La SAS [Localité 2] constituée le 3 août 2020, exerce l’activité de création, développement, maintenance et exploitation d’applications sécurisées pour smartphone et tablettes.
[Localité 2] a été constituée pour créer une application mobile nommée ALBEAR dont l’objet était de connaître en temps réel la fréquentation et l’ambiance de n’importe quel lieu référencé sur internet.
Afin de créer et développer l’application [Localité 3], les parties ont signé le 26 février 2020 un accord cadre définissant les règles générales de coopération, et deux accords spécifiques successifs sous forme de devis, les 1 er février 2020 portant sur la conception d’une version simplifiée de l’application, dite MVP pour « minimum viable product », et le 1 er juillet 2020 un second devis portant sur les évolutions du MVP, l’ensemble portant la prestation à 42.000 euros TTC.
[N] MACHINE a reproché à [Localité 2] de ne pas avoir honoré le règlement de sa dernière facture soldant sa prestation, soit la somme de 26.750 euros TTC, malgré le
déploiement opérationnel de l’application sur les plateformes Google et Apple en juillet 2021. Sa mise en demeure du 30 juin 2023 est restée vaine.
[Localité 2] a contesté devoir cette facture au motif que la prestation n’a pas été exécutée correctement, reprochant des délais de livraison non respectés, des dysfonctionnements persistants, l’ayant conduit à ne pas mettre sur le marché de version définitive de l’application et mis dans une situation financière très difficile, justifiant ses demandes reconventionnelles.
C’est ainsi que se présente le litige.
LA PROCEDURE
RG 2023071439
Par acte de commissaire de justice du 4 décembre 2023 déposé en l’étude, [N] MACHINE a fait assigner [Localité 2] (ALBEAR).
L’affaire est appelée à l’audience du 25 janvier 2024 à laquelle elle est radiée vu l’absence du demandeur.
Par courrier du 31 janvier 2024 le conseil de [N] MACHINE sollicite le rétablissement de l’affaire.

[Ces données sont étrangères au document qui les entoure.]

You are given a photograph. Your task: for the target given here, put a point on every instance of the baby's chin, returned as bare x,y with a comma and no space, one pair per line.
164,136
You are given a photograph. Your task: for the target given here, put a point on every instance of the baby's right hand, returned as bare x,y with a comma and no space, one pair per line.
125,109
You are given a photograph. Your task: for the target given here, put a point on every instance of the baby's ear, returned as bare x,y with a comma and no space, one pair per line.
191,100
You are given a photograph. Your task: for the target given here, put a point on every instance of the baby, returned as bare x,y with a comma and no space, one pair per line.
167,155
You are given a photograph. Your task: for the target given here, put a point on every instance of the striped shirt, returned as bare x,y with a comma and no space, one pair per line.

L’affaire est rétablie sous le RG 2024009996 à l’audience du 7 mars 2024
RG 2024009996
Aux audiences des 22 novembre 2024, 14 mars, 23 mai et 4 juillet 2025 [N] MACHINE demande, dans le dernier état de ses prétentions, au tribunal de :
Vu les articles 1103, 1104, 1224, 1229, 1231-1 et 1240 du code civil, Vu l’article 768 du code de procédure civile,
* DECLARER la société [N] MACHINE recevable et bien fondée en toutes ses demandes, fins et prétentions ;
* DEBOUTER la société [Localité 2] de l’ensemble de ses demandes, fins et prétentions ;
* CONDAMNER la société [Localité 2] à payer à la société [N] MACHINE la somme de 26.750 euros TTC assortie des intérêts moratoires au taux légal à compter du 30 juin 2023, date de la mise en demeure ;
* ORDONNER la capitalisation des intérêts échus ;
* CONDAMNER la société [Localité 2] à payer à la société [N] MACHINE la somme de 3.000euros pour résistance abusive ;
* CONDAMNER la société [Localité 2] à payer à la société [N] MACHINE la somme de 6.000euros au titre de l’article 700 du code de procédure civile outre aux entiers dépens de la présente instance ;
* RAPPELER l’exécution provisoire du jugement à intervenir.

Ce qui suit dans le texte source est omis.